Hitman vol. 6 TPB: For Tomorrow – Garth Ennis

2 out of 5

…The character had just run its course by now, or at least within the confines of what Garth seemed willing to do under a DC banner.

Packing in a boatload of issues – 13 – and a surprising number of storylines, the ‘For Tomorrow’ trade has Tommy and crew repeating a lot of what’s come before, but a lot less effectively.  The send-offs for some characters – the title story, and concluding ‘The Old Dog’ – lack the emotional punch of some of the previous, more serious arcs, and in the case of the latter, feels almost lazy when delivering its final blows as an afterthought.  Driving that home is a ‘fifty years later’ flash forward that feels like a back-pedal attempt at reminding us that some serious shit has happened.  “Look!  Remember what we did?” it yells, which is sort of what the Hitman series became a few issues back already.

The combo of McCrea and Leach has also loosened up undesirably, Leach no longer hemming in John’s pencils to a grittier vibe.  Sure, it allows for more of that McCrea personality in the designs, but the series was at its best when downplaying its excesses, McCrea-ness included.  Carla Feeny’s colors also start to get grossly digital about halfway through.

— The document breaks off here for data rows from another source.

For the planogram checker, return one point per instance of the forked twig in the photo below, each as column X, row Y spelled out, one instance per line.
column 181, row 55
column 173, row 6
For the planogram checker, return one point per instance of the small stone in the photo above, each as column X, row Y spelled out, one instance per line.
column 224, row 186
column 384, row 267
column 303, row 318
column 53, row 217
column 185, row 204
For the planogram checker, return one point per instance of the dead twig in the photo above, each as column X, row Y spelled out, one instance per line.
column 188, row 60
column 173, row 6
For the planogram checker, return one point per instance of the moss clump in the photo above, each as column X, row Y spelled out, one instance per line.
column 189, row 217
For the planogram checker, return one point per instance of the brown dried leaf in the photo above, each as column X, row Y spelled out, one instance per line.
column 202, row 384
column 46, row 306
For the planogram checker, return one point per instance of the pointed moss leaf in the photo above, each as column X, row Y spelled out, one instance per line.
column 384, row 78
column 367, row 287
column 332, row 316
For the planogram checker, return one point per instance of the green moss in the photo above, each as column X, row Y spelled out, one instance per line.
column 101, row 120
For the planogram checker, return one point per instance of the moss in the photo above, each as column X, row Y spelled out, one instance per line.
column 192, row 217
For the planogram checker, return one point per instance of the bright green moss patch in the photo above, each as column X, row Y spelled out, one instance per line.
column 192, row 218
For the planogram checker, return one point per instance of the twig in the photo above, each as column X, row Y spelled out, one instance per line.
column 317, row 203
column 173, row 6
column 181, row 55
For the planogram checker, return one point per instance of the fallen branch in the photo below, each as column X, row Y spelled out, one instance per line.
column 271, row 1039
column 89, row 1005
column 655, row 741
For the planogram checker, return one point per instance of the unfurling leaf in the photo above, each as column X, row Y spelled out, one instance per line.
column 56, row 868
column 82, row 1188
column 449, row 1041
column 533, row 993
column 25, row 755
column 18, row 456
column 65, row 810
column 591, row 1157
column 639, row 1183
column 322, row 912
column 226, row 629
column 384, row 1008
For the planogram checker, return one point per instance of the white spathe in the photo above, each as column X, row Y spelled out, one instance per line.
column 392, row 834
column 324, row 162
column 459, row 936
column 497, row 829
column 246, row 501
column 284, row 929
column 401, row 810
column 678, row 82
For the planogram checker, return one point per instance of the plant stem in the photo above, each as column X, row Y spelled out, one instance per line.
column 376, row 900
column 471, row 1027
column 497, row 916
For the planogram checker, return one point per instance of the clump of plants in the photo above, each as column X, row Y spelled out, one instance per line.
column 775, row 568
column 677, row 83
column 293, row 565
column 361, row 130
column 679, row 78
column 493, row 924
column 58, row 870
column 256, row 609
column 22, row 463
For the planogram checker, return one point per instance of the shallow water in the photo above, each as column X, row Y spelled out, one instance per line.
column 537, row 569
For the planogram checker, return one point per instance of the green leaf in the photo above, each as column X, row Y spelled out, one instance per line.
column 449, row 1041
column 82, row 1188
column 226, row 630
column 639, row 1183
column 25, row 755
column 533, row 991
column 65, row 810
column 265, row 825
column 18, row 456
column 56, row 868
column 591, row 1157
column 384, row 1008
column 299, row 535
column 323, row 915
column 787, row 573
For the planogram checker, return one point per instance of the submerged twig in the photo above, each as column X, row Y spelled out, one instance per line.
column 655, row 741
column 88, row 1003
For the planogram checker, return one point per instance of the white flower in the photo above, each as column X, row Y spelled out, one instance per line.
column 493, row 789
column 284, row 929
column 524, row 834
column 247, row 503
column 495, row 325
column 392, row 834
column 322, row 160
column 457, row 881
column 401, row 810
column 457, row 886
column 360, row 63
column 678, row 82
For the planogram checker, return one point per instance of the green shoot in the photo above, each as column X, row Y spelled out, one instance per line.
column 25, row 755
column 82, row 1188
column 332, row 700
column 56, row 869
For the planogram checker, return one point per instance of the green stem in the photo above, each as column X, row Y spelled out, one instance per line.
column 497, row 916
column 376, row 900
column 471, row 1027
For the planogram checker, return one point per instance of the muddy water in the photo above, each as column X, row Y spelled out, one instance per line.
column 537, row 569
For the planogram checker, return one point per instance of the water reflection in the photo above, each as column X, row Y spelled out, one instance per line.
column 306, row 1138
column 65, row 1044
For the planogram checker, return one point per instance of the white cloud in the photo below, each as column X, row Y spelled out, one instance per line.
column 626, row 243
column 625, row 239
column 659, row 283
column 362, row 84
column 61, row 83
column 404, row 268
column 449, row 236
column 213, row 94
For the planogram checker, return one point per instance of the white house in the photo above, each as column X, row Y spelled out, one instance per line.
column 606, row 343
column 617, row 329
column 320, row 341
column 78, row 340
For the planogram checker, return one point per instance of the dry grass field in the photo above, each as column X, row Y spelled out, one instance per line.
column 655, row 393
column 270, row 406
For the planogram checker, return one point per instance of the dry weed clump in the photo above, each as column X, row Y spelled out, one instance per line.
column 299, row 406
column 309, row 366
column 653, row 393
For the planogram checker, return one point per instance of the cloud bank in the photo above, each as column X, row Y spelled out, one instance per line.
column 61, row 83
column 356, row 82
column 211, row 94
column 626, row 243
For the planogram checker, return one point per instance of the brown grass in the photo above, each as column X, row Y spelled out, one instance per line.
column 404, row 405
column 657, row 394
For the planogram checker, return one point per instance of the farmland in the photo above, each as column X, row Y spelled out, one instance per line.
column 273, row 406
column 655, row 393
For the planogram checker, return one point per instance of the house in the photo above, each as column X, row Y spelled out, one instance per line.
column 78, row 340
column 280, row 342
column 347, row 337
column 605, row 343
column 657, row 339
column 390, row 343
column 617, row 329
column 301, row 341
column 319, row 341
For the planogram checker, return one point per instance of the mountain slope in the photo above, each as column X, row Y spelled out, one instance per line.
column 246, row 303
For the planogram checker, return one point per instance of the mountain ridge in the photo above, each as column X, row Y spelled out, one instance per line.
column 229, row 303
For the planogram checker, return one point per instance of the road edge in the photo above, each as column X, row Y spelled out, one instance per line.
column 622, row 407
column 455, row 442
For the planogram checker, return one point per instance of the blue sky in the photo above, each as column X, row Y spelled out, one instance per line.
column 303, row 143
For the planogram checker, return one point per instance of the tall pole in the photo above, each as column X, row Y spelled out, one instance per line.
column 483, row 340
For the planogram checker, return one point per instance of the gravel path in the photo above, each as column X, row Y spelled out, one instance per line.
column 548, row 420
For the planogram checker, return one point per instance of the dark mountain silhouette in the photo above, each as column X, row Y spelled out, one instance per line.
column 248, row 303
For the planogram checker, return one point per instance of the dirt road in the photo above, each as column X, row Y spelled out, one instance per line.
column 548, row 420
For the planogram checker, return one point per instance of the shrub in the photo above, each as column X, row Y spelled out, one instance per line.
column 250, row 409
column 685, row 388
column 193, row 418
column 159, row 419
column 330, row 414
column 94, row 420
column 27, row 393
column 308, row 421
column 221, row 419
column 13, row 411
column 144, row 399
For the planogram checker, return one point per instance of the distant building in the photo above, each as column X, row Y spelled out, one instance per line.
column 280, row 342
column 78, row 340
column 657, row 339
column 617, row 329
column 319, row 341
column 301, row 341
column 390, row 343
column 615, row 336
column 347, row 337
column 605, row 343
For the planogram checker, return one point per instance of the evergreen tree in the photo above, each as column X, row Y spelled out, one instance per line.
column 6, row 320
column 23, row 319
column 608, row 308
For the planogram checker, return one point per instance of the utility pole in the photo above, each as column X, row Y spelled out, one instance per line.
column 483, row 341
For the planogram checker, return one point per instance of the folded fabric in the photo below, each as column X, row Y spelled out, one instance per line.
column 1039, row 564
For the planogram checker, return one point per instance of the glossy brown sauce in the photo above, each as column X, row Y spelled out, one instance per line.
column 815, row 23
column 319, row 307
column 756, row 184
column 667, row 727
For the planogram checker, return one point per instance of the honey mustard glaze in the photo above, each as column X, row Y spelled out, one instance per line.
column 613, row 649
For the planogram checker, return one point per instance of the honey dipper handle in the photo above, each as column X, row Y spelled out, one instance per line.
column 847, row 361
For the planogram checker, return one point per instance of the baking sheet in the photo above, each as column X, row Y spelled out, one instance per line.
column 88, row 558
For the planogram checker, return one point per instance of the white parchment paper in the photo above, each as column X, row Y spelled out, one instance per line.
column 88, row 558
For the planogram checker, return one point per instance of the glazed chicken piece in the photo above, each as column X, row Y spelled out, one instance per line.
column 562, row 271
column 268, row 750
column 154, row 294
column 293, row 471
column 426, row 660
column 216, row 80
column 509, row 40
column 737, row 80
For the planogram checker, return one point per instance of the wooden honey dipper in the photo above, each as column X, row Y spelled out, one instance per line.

…And our characterization hits an all time low, with Tiegel written at jocky levels of awareness and disgustingly drawn by John later on, all T & A.  Tommy frets about his relationship when it matters, grouses about brotherhood at others, and men are manly and deliver cold stares at clipped points of wisdom.  The series, in attempting to encompass more adult sensibilities but tempered toward actionry by its DC readership, becomes exactly the kind of dunderheaded display of masculinity Ennis normally picks on.

Every single move here is either done better by Garth in another series or earlier on in Hitman itself.  My overt negativity here is due to reading it in one sitting, which allows this repetitiveness to really stack up on itself, but taken an issue at a time its certainly tolerable, with flashes of charm in there that remind us what so briefly made this series really promising.